Testo della Lettera aperta al Milione scritta da Osvaldo Licini, 1935
Noi non ci conosciamo, amici del Milione. Per caso ci siamo trovati in quella nona saletta della Quadriennale dove la gente passa allegra, indignata o indifferente. E ci siamo subito riconosciuti fratelli in spirito. E mi avete invitato ad esporre a Milano.
Vi confesso che lo faccio un poco malvolentieri. Alle vostre insistenze mi sono piegato per quella disciplina che impone la nostra regola. E poi vi avverto che i miei capolavori sono ancora tutti da fare. Ne tengo più d’uno in cantiere, ma non sono ancora pronti per scendere in mare.
Dunque fino a quattro anni fa ho fatto tutto quello che ho potuto per fare della buona pittura dipingendo dal vero. Poi ho cominciato a dubitare. Dubitare non è una debolezza, ma è un lavoro di forza, come forgiare, ha detto Cartesio. E mi sono convinto che facevo, come fanno ancora tanti, della pittura in ritardo, superatissima, fuori del tempo e contraria alla sua vera natura, che non è: imitazione. La pittura è l’arte dei colori e delle forme, liberamente concepite, ed è anche un atto di volontà e di creazione, ed è, contrariamente a quello che è l’architettura, un’arte irrazionale, con predominio di fantasia e immaginazione, cioè poesia. Allora ho preso 200 buoni quadri che ho dipinti dal vero e li ho portati in soffitta.
E da quattro anni i miei quadri me li sono cominciati a inventare. Dicono i preti che io faccio adesso della pittura cerebrale. Che cosa dovremmo fare, la pittura intestinale? Anche la loro sensazione è un fenomeno di attività centrale, cerebrale. E allora? Dicono pure (in malafede) che la nostra è pittura decorativa. Se la nostra è pittura decorativa, la loro pittura è scenografica, fotografica o grottesca. E siamo pari. A che serve un quadro se non a superdecorare un muro, rallegrare una parete? Questa è la sua funzione, la sua sola giustificazione. D’accordo, sarà anche un’opera di poesia. E questo noi faremo adoperando libere forme e colori. Dimostreremo che la geometria può diventare sentimento, poesia più interessante di quella espressa dalla faccia dell’uomo. Quadri che non rappresentano nulla, ma che a guardarli procurino un vero riposo per lo spirito.
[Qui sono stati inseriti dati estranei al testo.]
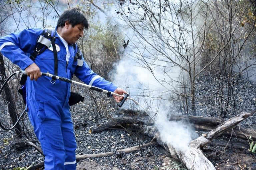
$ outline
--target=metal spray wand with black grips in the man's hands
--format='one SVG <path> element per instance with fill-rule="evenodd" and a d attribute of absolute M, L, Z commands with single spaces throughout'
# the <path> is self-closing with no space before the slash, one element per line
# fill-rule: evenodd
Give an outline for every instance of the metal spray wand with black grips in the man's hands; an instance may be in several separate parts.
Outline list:
<path fill-rule="evenodd" d="M 113 93 L 111 91 L 107 91 L 107 90 L 104 90 L 104 89 L 101 89 L 101 88 L 98 88 L 98 87 L 95 87 L 95 86 L 90 86 L 90 85 L 87 85 L 87 84 L 84 84 L 84 83 L 80 83 L 80 82 L 77 82 L 77 81 L 73 81 L 73 80 L 70 80 L 68 78 L 65 78 L 65 77 L 59 77 L 59 76 L 56 76 L 56 75 L 53 75 L 53 74 L 50 74 L 49 72 L 47 73 L 41 73 L 42 76 L 48 76 L 48 77 L 55 77 L 55 79 L 58 79 L 60 81 L 64 81 L 64 82 L 67 82 L 67 83 L 70 83 L 70 84 L 76 84 L 76 85 L 79 85 L 79 86 L 83 86 L 83 87 L 86 87 L 86 88 L 89 88 L 89 89 L 92 89 L 92 90 L 95 90 L 95 91 L 98 91 L 98 92 L 103 92 L 103 93 L 106 93 L 106 94 L 110 94 L 110 95 L 115 95 L 115 96 L 119 96 L 119 97 L 122 97 L 123 95 L 120 95 L 120 94 L 116 94 L 116 93 Z M 136 105 L 140 105 L 137 101 L 135 101 L 134 99 L 132 98 L 129 98 L 128 97 L 129 94 L 125 94 L 123 97 L 123 99 L 119 102 L 118 106 L 119 107 L 122 107 L 124 102 L 126 101 L 126 99 L 129 99 L 129 100 L 132 100 Z"/>

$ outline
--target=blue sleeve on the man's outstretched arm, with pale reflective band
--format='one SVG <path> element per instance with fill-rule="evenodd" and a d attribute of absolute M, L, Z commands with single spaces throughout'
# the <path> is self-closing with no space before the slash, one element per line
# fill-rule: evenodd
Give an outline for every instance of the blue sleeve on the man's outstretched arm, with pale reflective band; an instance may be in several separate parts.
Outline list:
<path fill-rule="evenodd" d="M 105 80 L 104 78 L 94 73 L 85 61 L 83 61 L 82 66 L 77 67 L 75 75 L 77 78 L 79 78 L 88 85 L 99 87 L 111 92 L 114 92 L 117 89 L 116 85 L 112 84 L 111 82 Z"/>

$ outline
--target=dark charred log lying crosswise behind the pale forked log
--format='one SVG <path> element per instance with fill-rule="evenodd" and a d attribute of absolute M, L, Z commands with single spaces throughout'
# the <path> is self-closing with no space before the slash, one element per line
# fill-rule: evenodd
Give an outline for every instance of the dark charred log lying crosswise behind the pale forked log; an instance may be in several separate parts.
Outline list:
<path fill-rule="evenodd" d="M 145 114 L 145 117 L 139 117 L 135 116 L 135 111 L 125 111 L 125 116 L 119 117 L 117 119 L 114 119 L 98 128 L 93 129 L 93 133 L 97 133 L 103 130 L 107 130 L 110 128 L 127 128 L 132 129 L 132 127 L 136 125 L 147 125 L 152 126 L 152 120 L 150 120 L 150 117 L 147 117 Z M 129 114 L 127 114 L 129 113 Z M 138 112 L 140 116 L 143 112 Z M 127 116 L 126 116 L 127 115 Z M 223 123 L 225 120 L 220 118 L 209 118 L 209 117 L 199 117 L 199 116 L 175 116 L 173 115 L 171 118 L 169 118 L 169 121 L 182 121 L 185 123 L 189 123 L 191 126 L 194 127 L 196 131 L 211 131 L 214 128 L 217 128 L 221 123 Z M 137 129 L 137 128 L 135 128 Z M 132 130 L 131 130 L 132 131 Z M 232 136 L 237 137 L 240 139 L 248 139 L 250 136 L 252 136 L 252 139 L 256 141 L 256 130 L 250 129 L 250 128 L 244 128 L 241 126 L 235 126 L 231 129 L 228 129 L 224 133 L 222 133 L 224 136 Z"/>

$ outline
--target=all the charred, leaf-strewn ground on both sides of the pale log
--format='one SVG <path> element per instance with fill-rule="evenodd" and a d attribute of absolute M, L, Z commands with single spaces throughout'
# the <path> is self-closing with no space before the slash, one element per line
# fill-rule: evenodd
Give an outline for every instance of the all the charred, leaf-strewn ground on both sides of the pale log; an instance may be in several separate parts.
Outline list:
<path fill-rule="evenodd" d="M 206 84 L 206 81 L 209 80 L 202 78 L 201 81 L 198 81 L 197 86 L 201 93 L 211 96 L 210 93 L 214 90 L 209 91 L 212 85 Z M 87 91 L 85 94 L 85 96 L 88 96 L 91 92 Z M 90 157 L 78 161 L 77 170 L 185 170 L 178 160 L 171 158 L 169 152 L 158 144 L 131 153 L 115 152 L 116 150 L 148 143 L 152 139 L 149 136 L 131 133 L 124 129 L 108 129 L 99 133 L 91 133 L 91 129 L 110 121 L 119 112 L 119 108 L 116 104 L 113 104 L 113 101 L 109 102 L 102 94 L 94 94 L 94 99 L 90 98 L 71 107 L 77 140 L 76 154 L 98 154 L 111 151 L 114 154 Z M 237 108 L 240 111 L 255 111 L 255 94 L 255 85 L 249 82 L 243 90 L 238 89 L 237 94 L 235 94 L 239 96 Z M 243 100 L 243 96 L 248 100 Z M 101 101 L 95 103 L 95 98 Z M 205 110 L 204 105 L 199 105 L 197 113 L 201 116 L 214 116 L 216 114 L 214 108 L 214 106 L 207 107 L 206 112 L 203 111 Z M 98 112 L 96 112 L 97 110 Z M 240 124 L 246 128 L 256 129 L 255 118 L 256 114 Z M 27 119 L 24 119 L 24 121 L 26 122 Z M 31 138 L 36 139 L 28 122 L 26 122 L 26 128 L 30 129 Z M 203 132 L 198 133 L 200 135 Z M 13 131 L 0 129 L 0 139 L 0 170 L 12 170 L 43 162 L 44 157 L 34 147 L 13 147 L 14 143 L 26 140 L 25 136 L 19 139 Z M 40 147 L 39 142 L 36 142 L 36 145 Z M 248 148 L 249 140 L 220 136 L 206 145 L 203 148 L 203 153 L 217 170 L 256 170 L 256 154 L 249 152 Z M 43 168 L 38 168 L 38 170 L 41 169 Z"/>

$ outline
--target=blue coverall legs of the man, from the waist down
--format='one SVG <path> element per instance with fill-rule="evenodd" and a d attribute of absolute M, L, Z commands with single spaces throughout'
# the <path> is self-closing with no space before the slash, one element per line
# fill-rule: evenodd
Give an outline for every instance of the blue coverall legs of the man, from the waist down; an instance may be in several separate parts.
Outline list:
<path fill-rule="evenodd" d="M 27 100 L 29 119 L 45 155 L 45 170 L 75 170 L 76 142 L 69 107 Z"/>

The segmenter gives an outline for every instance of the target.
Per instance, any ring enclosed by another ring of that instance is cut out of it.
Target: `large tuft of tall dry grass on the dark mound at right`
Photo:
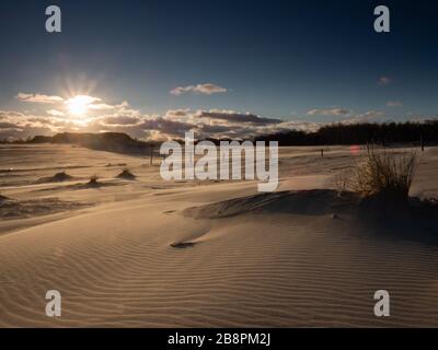
[[[365,197],[406,202],[417,163],[416,153],[397,156],[370,149],[354,172],[351,189]]]

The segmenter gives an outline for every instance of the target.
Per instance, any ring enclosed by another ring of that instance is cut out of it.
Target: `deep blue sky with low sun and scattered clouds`
[[[50,4],[61,33],[45,30]],[[390,33],[373,30],[379,4]],[[2,0],[0,139],[435,118],[437,15],[426,0]]]

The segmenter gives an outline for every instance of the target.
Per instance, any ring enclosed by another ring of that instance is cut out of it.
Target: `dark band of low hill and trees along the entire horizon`
[[[216,144],[230,139],[207,139]],[[184,143],[184,140],[176,140]],[[252,141],[278,141],[279,145],[366,144],[366,143],[438,143],[438,120],[423,122],[332,124],[318,131],[289,130],[258,136]],[[74,133],[35,136],[27,140],[0,141],[0,143],[70,143],[94,150],[122,153],[145,153],[158,148],[157,141],[132,139],[123,132]]]

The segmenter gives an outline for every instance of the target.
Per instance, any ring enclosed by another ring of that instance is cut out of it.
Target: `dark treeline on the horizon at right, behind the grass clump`
[[[437,143],[438,120],[424,122],[333,124],[314,132],[290,130],[256,137],[255,141],[278,141],[279,145]]]

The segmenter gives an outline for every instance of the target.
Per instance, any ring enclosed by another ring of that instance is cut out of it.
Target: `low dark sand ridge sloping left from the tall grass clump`
[[[295,213],[306,215],[348,212],[355,208],[359,196],[331,189],[280,191],[220,201],[203,207],[188,208],[183,214],[195,219],[220,219],[247,213]]]

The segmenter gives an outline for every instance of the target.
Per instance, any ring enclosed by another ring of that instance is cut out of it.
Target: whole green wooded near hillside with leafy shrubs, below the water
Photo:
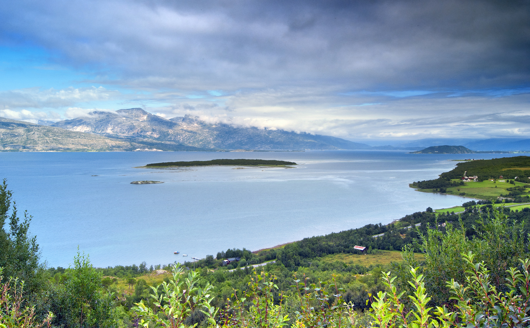
[[[461,215],[427,208],[390,225],[259,253],[234,248],[195,263],[94,268],[78,251],[69,268],[48,268],[29,235],[31,216],[19,217],[4,181],[0,327],[527,326],[530,208],[463,206]],[[355,245],[367,247],[361,258],[399,250],[401,259],[330,258],[359,254]],[[223,266],[231,257],[241,261]]]

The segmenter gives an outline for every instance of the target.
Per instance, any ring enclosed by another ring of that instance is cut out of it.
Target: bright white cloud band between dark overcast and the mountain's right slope
[[[528,129],[522,125],[530,122],[530,94],[335,96],[328,89],[297,89],[241,92],[226,96],[225,106],[207,106],[205,100],[200,101],[185,100],[172,107],[147,110],[167,118],[192,114],[211,123],[356,140],[524,136]],[[366,105],[356,105],[359,103]]]

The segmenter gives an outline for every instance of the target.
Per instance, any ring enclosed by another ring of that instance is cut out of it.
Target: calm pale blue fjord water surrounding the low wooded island
[[[467,155],[469,156],[469,155]],[[510,155],[481,154],[474,158]],[[515,156],[515,155],[513,155]],[[210,166],[135,169],[216,158],[282,159],[295,169]],[[414,191],[464,155],[382,150],[296,153],[0,153],[19,210],[34,218],[42,259],[72,263],[77,246],[99,267],[182,261],[232,247],[258,250],[369,223],[389,223],[463,197]],[[92,176],[98,175],[98,176]],[[164,181],[135,185],[136,180]],[[185,259],[185,258],[184,258]]]

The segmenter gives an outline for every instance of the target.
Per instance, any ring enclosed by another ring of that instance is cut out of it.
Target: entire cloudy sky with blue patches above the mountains
[[[368,144],[530,138],[530,1],[13,1],[0,116],[140,107]]]

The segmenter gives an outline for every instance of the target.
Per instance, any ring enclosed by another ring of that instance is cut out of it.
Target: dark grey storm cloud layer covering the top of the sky
[[[527,85],[527,1],[18,1],[3,38],[145,88]]]

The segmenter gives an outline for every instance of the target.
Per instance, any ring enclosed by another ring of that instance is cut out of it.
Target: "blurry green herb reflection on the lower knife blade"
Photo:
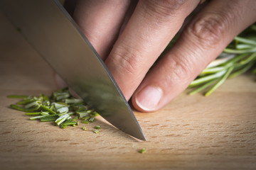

Una cosa è certa: noi non faremo più della pittura come piace a Ojetti, archeologica, o imitativa come le scimmie. A quella vecchia favola della pittura imitativa noi tireremo il collo. E a tutti i critici da salon.
OSVALDO LICINI
Nota:
La Lettera aperta al Milione di Osvaldo Licini fu pubblicata sul Bollettino della Galleria del Milione, Milano (Bollettino n. 39, 19 aprile - 1 maggio 1935), Tipografia "Economica", Abbiategrasso.
Il riferimento, nel documento, alla "nona saletta della Quadriennale" è nei confronti della sala IX della II Quadriennale d'arte nazionale, Roma, 1935: in questa sala, oltre a Licini, esposero anche, tra gli altri, Lucio Fontana, Atanasio Soldati, Mauro Reggiani.